Мартин Иден
Шрифт:
Рука Мартина нерешительно протянулась и обняла ee стан. Она ждала с мучительным наслаждением, ждала, сама не зная чего; губы ее горели, сердце стучало, кровь обращалась все быстрей. Объятие Мартина стало крепче, он медленно и нежно привлекал ее к себе. Она не могла больше ждать. Она судорожно вздохнула и безотчетным движением уронила голову к нему на грудь Мартин быстро наклонился, и губы их встретились.
Это, должно быть, любовь, подумала Руфь, когда на один миг к ней вернулось сознание. Если это не любовь, это слишком постыдно. Конечно, это могла быть только любовь. Она любила этого человека, руки которого обнимали ее, а губы прижимались к ее губам. Она прильнула к нему еще крепче, инстинктивным, прилаживающимся движением, и вдруг, почти вырвавшись из его объятий, решительно и самозабвенно обхватила руками загорелую шею Мартина Идена. И так сильна, так остра была радость удовлетворенного желания, что в следующее мгновение с тихим стоном она разжала руки и почти без чувств поникла в его объятиях.
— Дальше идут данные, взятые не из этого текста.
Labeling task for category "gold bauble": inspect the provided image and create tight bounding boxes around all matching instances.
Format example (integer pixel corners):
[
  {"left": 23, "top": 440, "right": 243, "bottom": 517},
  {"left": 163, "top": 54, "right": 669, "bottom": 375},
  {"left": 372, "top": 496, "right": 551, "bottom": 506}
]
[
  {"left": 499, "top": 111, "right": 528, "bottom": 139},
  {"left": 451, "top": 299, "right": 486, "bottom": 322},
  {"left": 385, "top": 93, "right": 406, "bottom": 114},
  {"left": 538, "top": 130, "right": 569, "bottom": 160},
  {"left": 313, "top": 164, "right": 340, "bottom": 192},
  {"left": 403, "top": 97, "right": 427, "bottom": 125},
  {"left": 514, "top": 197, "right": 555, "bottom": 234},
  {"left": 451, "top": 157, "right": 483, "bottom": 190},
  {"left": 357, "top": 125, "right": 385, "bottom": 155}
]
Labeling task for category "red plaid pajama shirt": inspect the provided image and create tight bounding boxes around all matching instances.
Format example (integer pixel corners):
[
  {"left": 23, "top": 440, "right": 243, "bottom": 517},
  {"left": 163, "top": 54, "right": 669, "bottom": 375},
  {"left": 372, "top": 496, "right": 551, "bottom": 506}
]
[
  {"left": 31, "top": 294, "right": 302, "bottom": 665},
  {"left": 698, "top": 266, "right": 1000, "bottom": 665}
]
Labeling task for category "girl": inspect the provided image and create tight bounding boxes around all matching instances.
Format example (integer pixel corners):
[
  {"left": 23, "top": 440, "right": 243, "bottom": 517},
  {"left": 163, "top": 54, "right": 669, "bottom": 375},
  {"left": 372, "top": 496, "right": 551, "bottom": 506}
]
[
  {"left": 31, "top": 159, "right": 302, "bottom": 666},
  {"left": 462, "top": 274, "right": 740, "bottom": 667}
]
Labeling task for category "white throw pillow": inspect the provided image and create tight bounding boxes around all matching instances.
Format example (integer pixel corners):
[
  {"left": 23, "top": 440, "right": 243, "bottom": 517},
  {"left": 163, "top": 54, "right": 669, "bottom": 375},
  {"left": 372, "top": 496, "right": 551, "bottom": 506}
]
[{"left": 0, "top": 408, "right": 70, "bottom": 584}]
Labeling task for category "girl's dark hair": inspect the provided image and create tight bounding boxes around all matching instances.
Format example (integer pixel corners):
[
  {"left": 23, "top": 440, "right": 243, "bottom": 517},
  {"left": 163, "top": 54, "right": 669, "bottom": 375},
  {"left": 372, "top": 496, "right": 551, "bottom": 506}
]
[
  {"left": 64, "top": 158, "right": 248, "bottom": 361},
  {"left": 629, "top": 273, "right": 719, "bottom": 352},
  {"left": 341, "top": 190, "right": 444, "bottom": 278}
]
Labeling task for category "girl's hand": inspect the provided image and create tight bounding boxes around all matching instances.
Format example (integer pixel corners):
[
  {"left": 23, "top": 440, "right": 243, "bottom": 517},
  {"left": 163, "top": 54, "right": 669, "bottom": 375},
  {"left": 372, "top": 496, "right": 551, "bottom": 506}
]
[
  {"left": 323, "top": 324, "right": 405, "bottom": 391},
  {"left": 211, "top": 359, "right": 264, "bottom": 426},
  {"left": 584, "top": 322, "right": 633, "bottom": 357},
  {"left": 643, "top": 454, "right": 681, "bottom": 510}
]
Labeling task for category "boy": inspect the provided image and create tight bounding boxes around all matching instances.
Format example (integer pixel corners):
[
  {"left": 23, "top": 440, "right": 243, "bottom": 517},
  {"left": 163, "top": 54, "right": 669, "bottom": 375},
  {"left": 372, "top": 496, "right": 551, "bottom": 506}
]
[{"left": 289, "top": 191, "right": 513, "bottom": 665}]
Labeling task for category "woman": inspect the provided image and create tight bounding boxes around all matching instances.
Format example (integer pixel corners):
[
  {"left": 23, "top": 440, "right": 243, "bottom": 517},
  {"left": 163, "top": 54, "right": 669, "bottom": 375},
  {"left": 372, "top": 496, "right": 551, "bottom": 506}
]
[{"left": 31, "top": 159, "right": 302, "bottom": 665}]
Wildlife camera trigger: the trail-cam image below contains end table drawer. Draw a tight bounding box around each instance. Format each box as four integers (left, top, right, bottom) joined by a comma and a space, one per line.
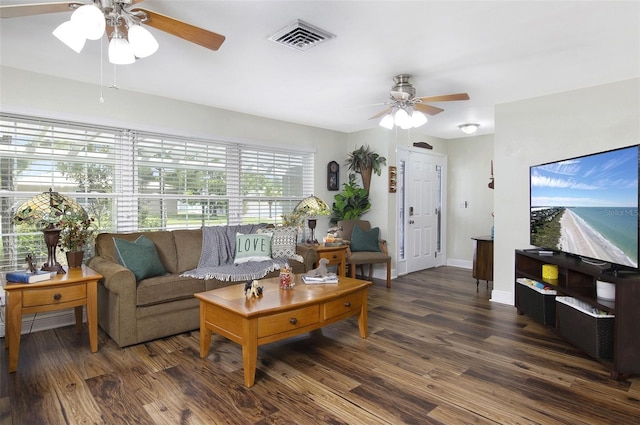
22, 283, 87, 307
324, 293, 362, 320
258, 305, 320, 338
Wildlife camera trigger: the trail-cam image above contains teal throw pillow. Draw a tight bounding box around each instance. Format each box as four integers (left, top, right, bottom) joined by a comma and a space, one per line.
233, 233, 272, 264
350, 225, 381, 252
113, 235, 167, 281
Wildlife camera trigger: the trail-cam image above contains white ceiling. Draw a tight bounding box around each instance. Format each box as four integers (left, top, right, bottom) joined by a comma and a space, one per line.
0, 0, 640, 139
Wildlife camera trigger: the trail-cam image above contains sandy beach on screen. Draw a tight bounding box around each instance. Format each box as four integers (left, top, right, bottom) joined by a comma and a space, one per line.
560, 208, 631, 264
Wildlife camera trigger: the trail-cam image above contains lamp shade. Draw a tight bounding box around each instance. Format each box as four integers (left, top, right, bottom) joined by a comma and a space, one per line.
293, 195, 331, 216
13, 189, 88, 227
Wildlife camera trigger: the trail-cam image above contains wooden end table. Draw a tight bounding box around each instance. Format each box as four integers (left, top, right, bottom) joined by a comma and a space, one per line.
195, 276, 371, 387
298, 244, 349, 276
4, 265, 102, 372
Еще долго не было сказано ни одного слова. Дважды он наклонялся и целовал ее, и каждый раз ее губы робко тянулись навстречу, и тело инстинктивно искало уютной, покойной позы. Она была не в силах оторваться от него, и Мартин молча сидел, держа ее в объятиях и устремив невидящий взгляд на огромный город по ту сторону залива. На этот раз никакие видения не возникали перед ним. Он видел только краски и яркие лучи, жаркие, как этот чудесный день, горячие, как его любовь. Он склонился к ней; она заговорила.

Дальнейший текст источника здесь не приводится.